Its a very odd thing.
Of course he isn't married, but who would marry a guy like that anyway ????


----------



## Mrsgomez

I am in a similar situation and although I can't give you any advice I suppose seeing that you are not alone may bring you comfort i hope. My mother in law did not raise my husband in fact she didn't raise any of her 8 children she was far too busy addicted to drugs to care so my husband was brought up by his grandma who is also a little strange but I respect her for doing what she did for her grand kids.. Well the problem is this my mother in law is now an alcoholic and in one of her drunkin rages she became violent with me she tore off my shirt and tried to choke me. I was horrified and after it all happened my husband forgave her as if nothing had happened his brother also treats me badly and has shouted at me various times I have done nothing to theses people I assume that the reason they hate me is because they are jealous but I do not know for sure.

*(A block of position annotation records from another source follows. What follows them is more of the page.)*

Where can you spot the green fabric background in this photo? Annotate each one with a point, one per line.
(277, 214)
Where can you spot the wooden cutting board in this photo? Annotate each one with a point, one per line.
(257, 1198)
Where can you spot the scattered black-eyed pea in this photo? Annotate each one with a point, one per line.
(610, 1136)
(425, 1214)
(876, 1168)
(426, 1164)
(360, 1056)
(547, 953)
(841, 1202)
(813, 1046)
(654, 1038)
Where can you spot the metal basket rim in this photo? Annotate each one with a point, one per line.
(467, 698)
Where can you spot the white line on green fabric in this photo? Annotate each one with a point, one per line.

It hurts so bad to see him be kind to them after the how they have treated me I feel completely betrayed by him if my family ever treated him the way his did I would never speak to them again. when two people are married they become family in my eyes and no one else should come before your spouse I just hope that once we have children it will tighten our bond and loosen the one he has with his horrible family.. I am sorry for what you lost and that you have to deal with this situation. best wishes


----------



## Hoping2

I know how you feel, my husband used to spend too much time at his mothers house too and we used to fight about this.. I always felt that his priority was his mother, we are seperated for a month now and he is living with his mom.
A man needs to stand up for his wife, you guys should try some counselling, I am trying for my H to go too. Goodluck, always rememebr that you are not alone and this too shall pass.


----------